Dataset

Datasets form the building block of any data management model. Dataset specification is the first step in structuring data for efficient management. A dataset is a collection of data. Typically, a dataset represents a number of variables in time and space. Datasets may be categorised by:

  • Source, such as observations (in situ, remotely sensed) and numerical model projections and analyses;
  • Processing level, such as "raw data", calibrated data, quality-controlled data, derived parameters, temporally and/or spatially aggregated variabled;
  • Data type, including point data, sections and profiles, lines and polylines, polygons, gridded data, volume data, and time series (of points, grids etc.).

Data having all of the same characteristics in each category, but different independent variable ranges and/or responding to a specific need, are normally considered part of a single dataset. In the context of data preservation a dataset consists of the data records and their associated knowledge (information, tools).
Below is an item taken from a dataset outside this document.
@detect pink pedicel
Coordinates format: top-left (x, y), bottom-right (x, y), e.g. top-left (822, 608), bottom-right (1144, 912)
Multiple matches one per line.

In order to best serve the data through web services, the following principles are useful for guiding the dataset definition:

  • A dataset can be a collection of variables stored in, for example, a relational database or as flat files;
  • A dataset is defined as a number of spatial and/or temporal variables;
  • A dataset should be defined by the information content and not the production method;
  • A good dataset does not mix feature types, i.e., trajectories and gridded data should not be present in the same dataset.
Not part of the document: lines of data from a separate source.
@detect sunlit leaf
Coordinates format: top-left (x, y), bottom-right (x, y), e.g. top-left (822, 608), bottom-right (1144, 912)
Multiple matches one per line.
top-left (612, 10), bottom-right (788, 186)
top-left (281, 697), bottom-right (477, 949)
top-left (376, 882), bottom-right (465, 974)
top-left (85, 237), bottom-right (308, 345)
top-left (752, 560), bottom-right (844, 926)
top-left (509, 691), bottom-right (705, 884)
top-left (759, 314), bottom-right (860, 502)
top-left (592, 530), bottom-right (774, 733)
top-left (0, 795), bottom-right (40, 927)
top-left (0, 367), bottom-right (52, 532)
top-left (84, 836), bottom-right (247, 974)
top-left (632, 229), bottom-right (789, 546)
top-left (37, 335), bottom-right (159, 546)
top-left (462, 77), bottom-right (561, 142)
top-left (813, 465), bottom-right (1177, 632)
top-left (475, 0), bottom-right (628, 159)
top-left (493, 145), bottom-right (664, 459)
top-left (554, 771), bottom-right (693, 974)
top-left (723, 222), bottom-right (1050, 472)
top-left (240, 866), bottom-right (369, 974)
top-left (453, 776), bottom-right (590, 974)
In order to support the FAIR principles, the following guidelines must apply to datasets:

  • Be assigned a globally unique and persistent identifier.
  • Be described with rich metadata.
  • Be registered or indexed in a searchable resource.
  • Be retrievable by their identifier using a standardised communications protocol, which is open, free, universally implementable and allows for authentication where necessary.
  • Be released with a clear and accessible data usage license.
  • Be associated with detailed provenance.
  • Use a vocabulary that follows FAIR principles.